Although I have used a scenario to highlight problems of the above assumptions, they are independent of the specifics of any particular decision or system. In short, they are inherent in BI systems that are based on data – which includes most systems in operation.
Programmable and non-programmable decisions
Of course, BI systems are perfectly adequate – even indispensable – for certain situations. Examples of these include, financial reporting (when done right!) and other operational reporting (inventory, logistics etc). These generally tend to be routine situations with clear cut decision criteria and well-defined processes. Simply put, they are the kinds of decisions that can be programmed.
On the other hand, many decisions cannot be programmed: they have to be made based on incomplete and/or ambiguous information that can be interpreted in a variety of ways. Examples include issues such as what an organization should do in response to increased competition or formulating a sales action plan in a rapidly changing business environment. These issues are wicked: among other things, there is a diversity of viewpoints on how they should be resolved. A business manager and a sales representative are likely to have different views on how sales action plans should be adjusted in response to a changing business environment. The shortcomings of BI systems become particularly obvious when dealing with such problems.
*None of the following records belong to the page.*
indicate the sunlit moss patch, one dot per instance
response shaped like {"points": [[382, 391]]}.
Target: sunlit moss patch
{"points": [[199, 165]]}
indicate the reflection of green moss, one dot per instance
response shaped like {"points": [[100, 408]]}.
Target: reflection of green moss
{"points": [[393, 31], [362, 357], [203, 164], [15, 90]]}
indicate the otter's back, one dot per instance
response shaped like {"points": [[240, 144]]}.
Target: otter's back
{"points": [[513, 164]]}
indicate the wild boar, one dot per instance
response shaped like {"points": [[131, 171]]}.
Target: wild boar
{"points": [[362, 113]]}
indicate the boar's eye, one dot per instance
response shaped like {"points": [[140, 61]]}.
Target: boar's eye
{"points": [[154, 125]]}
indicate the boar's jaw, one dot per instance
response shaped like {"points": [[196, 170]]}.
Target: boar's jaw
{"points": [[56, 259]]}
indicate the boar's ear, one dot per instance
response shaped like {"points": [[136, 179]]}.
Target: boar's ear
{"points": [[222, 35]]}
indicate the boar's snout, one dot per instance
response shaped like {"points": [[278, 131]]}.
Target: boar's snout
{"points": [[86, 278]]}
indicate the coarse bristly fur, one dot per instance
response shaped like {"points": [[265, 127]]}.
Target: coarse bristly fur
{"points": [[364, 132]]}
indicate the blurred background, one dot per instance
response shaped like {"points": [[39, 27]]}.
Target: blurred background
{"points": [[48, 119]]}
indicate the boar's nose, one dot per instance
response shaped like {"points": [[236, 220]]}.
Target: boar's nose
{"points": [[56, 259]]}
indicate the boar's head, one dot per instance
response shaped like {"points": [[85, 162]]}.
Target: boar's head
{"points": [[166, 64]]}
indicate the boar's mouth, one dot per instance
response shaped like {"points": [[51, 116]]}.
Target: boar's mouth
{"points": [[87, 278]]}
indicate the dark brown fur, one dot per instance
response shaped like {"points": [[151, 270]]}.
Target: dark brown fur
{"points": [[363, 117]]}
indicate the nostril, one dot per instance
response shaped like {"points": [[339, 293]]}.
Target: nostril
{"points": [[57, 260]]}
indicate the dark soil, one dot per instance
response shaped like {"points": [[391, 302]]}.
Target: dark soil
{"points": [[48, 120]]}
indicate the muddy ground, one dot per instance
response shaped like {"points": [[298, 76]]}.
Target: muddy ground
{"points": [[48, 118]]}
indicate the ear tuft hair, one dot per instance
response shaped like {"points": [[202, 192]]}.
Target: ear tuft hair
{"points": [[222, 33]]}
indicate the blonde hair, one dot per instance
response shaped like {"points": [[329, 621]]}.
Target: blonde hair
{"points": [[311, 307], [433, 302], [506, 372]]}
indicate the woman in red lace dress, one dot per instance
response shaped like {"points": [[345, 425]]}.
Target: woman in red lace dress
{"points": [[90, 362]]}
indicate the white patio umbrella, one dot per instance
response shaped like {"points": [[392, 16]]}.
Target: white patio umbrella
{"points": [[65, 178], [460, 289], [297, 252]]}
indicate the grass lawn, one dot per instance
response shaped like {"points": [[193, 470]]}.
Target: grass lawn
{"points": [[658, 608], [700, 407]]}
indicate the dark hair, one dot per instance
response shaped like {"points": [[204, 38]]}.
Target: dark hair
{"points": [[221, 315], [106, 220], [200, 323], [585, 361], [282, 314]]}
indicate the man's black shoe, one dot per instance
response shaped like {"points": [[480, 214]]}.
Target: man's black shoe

Some may argue that it is naïve to expect BI systems to be able to handle such problems. I agree entirely. However, it is easy to overlook over the limitations of these systems, particularly when called upon to make snap decisions on complex matters. Moreover, any critical reflection regarding what BI ought to be is drowned in a deluge of vendor propaganda and advertisements masquerading as independent advice in the pages of BI trade journals.
Conclusion
In this article I have argued that BI systems have some inherent limitations as decision support tools because they focus attention on data to the exclusion of other, equally important factors. Although the data-centric paradigm promoted by these systems is adequate for routine matters, it falls short when applied to complex decision problems.